In early 2017, our company’s Foundation launched a new partnership with the Extension for Community Healthcare Outcomes (ECHO) Institute™ at the University of New Mexico Health Sciences Center. Through a $7 million, five-year (2017–2021) grant, the partnership will expand the replication of Project ECHO®  in underserved communities in India and Vietnam. Through this partnership, we aim to improve access to specialty care for complex, chronic conditions such as hepatitis C, HIV, tuberculosis, and noncommunicable diseases, including diabetes and mental health conditions. Learn more.


Our company’s Foundation recently launched a three-year (2016–2018) partnership with the UNC School of Public Health to support the development, implementation and evaluation of a diabetes peer support program, based on the Peers for Progress model, in 10 Community Health Centers in Shanghai, China. This program will help improve diabetes self-management, treatment adherence and quality of life among people living with diabetes.

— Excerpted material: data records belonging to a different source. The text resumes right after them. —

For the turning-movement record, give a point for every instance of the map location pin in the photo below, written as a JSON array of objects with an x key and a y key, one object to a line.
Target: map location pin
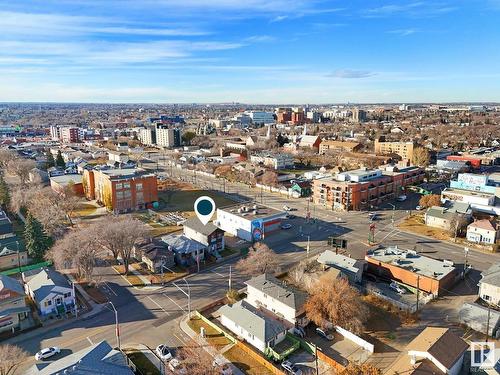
[{"x": 204, "y": 207}]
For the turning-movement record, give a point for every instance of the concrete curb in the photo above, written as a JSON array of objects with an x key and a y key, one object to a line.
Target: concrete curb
[{"x": 206, "y": 346}]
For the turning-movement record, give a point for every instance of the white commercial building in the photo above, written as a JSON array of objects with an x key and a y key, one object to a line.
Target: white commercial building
[
  {"x": 261, "y": 117},
  {"x": 250, "y": 223}
]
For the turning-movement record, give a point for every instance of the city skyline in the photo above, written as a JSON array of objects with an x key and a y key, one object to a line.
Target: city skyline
[{"x": 253, "y": 52}]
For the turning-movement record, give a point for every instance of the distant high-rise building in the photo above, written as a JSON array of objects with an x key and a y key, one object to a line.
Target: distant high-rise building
[
  {"x": 358, "y": 115},
  {"x": 69, "y": 134},
  {"x": 167, "y": 136}
]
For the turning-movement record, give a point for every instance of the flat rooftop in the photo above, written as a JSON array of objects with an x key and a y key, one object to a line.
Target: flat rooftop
[
  {"x": 126, "y": 173},
  {"x": 471, "y": 193},
  {"x": 248, "y": 211},
  {"x": 65, "y": 179},
  {"x": 412, "y": 261}
]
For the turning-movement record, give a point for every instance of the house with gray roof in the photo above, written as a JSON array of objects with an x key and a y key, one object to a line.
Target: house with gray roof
[
  {"x": 489, "y": 285},
  {"x": 209, "y": 235},
  {"x": 187, "y": 251},
  {"x": 253, "y": 325},
  {"x": 266, "y": 291},
  {"x": 442, "y": 217},
  {"x": 98, "y": 359},
  {"x": 50, "y": 290},
  {"x": 350, "y": 267},
  {"x": 13, "y": 309}
]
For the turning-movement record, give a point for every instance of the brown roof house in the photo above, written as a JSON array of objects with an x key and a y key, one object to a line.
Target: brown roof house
[
  {"x": 154, "y": 254},
  {"x": 435, "y": 351}
]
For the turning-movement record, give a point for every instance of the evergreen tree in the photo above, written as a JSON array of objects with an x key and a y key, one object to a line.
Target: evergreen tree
[
  {"x": 60, "y": 161},
  {"x": 37, "y": 240},
  {"x": 50, "y": 160},
  {"x": 4, "y": 193}
]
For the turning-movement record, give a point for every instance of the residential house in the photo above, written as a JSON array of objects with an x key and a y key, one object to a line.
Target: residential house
[
  {"x": 489, "y": 285},
  {"x": 50, "y": 290},
  {"x": 187, "y": 251},
  {"x": 154, "y": 254},
  {"x": 434, "y": 351},
  {"x": 350, "y": 267},
  {"x": 443, "y": 217},
  {"x": 209, "y": 235},
  {"x": 482, "y": 231},
  {"x": 252, "y": 325},
  {"x": 97, "y": 359},
  {"x": 266, "y": 291},
  {"x": 13, "y": 309}
]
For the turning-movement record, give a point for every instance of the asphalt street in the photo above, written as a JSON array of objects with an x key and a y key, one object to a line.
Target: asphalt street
[{"x": 151, "y": 316}]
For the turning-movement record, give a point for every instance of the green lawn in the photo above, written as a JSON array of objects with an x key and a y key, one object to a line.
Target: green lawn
[{"x": 183, "y": 200}]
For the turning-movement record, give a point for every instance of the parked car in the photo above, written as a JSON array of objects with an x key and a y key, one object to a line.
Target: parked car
[
  {"x": 397, "y": 288},
  {"x": 291, "y": 368},
  {"x": 324, "y": 334},
  {"x": 47, "y": 353},
  {"x": 164, "y": 352},
  {"x": 177, "y": 367},
  {"x": 299, "y": 331}
]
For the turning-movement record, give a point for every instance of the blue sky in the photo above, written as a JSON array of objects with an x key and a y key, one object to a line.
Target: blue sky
[{"x": 253, "y": 51}]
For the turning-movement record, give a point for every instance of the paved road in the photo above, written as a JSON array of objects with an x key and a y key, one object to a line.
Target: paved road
[{"x": 152, "y": 317}]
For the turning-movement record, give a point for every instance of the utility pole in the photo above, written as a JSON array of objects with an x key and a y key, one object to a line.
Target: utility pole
[
  {"x": 488, "y": 324},
  {"x": 117, "y": 326},
  {"x": 418, "y": 289}
]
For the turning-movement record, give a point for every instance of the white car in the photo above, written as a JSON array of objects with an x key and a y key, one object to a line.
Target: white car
[
  {"x": 291, "y": 368},
  {"x": 164, "y": 352},
  {"x": 397, "y": 288},
  {"x": 177, "y": 367},
  {"x": 47, "y": 353}
]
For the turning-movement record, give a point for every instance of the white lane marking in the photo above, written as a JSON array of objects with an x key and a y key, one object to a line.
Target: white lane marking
[
  {"x": 157, "y": 304},
  {"x": 165, "y": 294}
]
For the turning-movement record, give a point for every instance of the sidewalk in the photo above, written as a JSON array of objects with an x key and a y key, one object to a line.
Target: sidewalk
[{"x": 211, "y": 350}]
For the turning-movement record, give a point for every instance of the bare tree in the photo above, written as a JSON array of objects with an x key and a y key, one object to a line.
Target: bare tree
[
  {"x": 260, "y": 259},
  {"x": 11, "y": 357},
  {"x": 119, "y": 236},
  {"x": 21, "y": 168},
  {"x": 334, "y": 301},
  {"x": 270, "y": 178},
  {"x": 78, "y": 249},
  {"x": 6, "y": 156}
]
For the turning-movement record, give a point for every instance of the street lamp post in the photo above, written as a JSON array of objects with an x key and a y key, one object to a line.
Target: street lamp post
[{"x": 117, "y": 326}]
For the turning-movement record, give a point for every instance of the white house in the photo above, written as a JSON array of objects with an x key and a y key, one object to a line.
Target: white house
[
  {"x": 252, "y": 325},
  {"x": 266, "y": 291},
  {"x": 434, "y": 351},
  {"x": 50, "y": 290},
  {"x": 482, "y": 231},
  {"x": 489, "y": 285}
]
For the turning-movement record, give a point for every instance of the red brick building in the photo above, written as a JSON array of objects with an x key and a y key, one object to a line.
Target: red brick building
[{"x": 121, "y": 190}]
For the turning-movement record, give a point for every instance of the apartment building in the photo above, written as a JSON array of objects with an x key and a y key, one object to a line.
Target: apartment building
[
  {"x": 403, "y": 149},
  {"x": 364, "y": 188},
  {"x": 275, "y": 161},
  {"x": 342, "y": 146},
  {"x": 121, "y": 190}
]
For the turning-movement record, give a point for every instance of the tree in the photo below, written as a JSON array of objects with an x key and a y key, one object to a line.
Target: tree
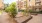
[{"x": 12, "y": 9}]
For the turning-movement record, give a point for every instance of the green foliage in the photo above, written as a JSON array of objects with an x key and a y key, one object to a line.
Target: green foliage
[{"x": 12, "y": 9}]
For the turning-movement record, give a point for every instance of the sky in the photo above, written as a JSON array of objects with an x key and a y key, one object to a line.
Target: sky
[{"x": 9, "y": 1}]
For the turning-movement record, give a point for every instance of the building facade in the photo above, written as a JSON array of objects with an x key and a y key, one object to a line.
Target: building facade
[
  {"x": 1, "y": 4},
  {"x": 30, "y": 4},
  {"x": 22, "y": 4}
]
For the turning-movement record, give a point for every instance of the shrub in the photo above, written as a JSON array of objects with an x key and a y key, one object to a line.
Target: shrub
[{"x": 12, "y": 9}]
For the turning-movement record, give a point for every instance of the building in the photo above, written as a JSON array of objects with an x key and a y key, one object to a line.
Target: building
[
  {"x": 22, "y": 4},
  {"x": 1, "y": 4},
  {"x": 35, "y": 4}
]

The UNC School of Public Health will be working with in-country partners, including the Shanghai Sixth People’s Hospital (S6PH), Shanghai Health Bureau and Shanghai Centers for Disease Control. The peer support program will complement the ongoing Shanghai Integration Model, led by S6PH, which integrates primary and specialty care to help improve the quality and efficiency of health care delivery.

The UNC School of Public Health and its partners plan to develop and implement a robust program evaluation. Anticipated outcomes to be evaluated include:

  • Patterns of care, including attendance at regular care, follow-through on referral to specialty care, and perceptions by patients as well as primary and specialty care providers of the continuing need for integration of care.
  • Components of care, including medication adherence as well as key aspects of disease self-management, such as healthy diet and physical activity.

Results from the program evaluation are anticipated in late 2019.


With a three-year (2016–2018), $2 million grant from our company’s Foundation, the YMCA will expand its Diabetes Prevention Program in 60 communities across five U.S. states: Illinois, Kentucky, New Jersey, Pennsylvania and Texas. The YMCA’s Diabetes Prevention Program is an evidence-based chronic-disease prevention program that aims to improve the health of participants with prediabetes through modest weight loss achieved by healthy eating and physical activity. It is also part of the National Diabetes Prevention Program led by the U.S. Centers for Disease Control and Prevention.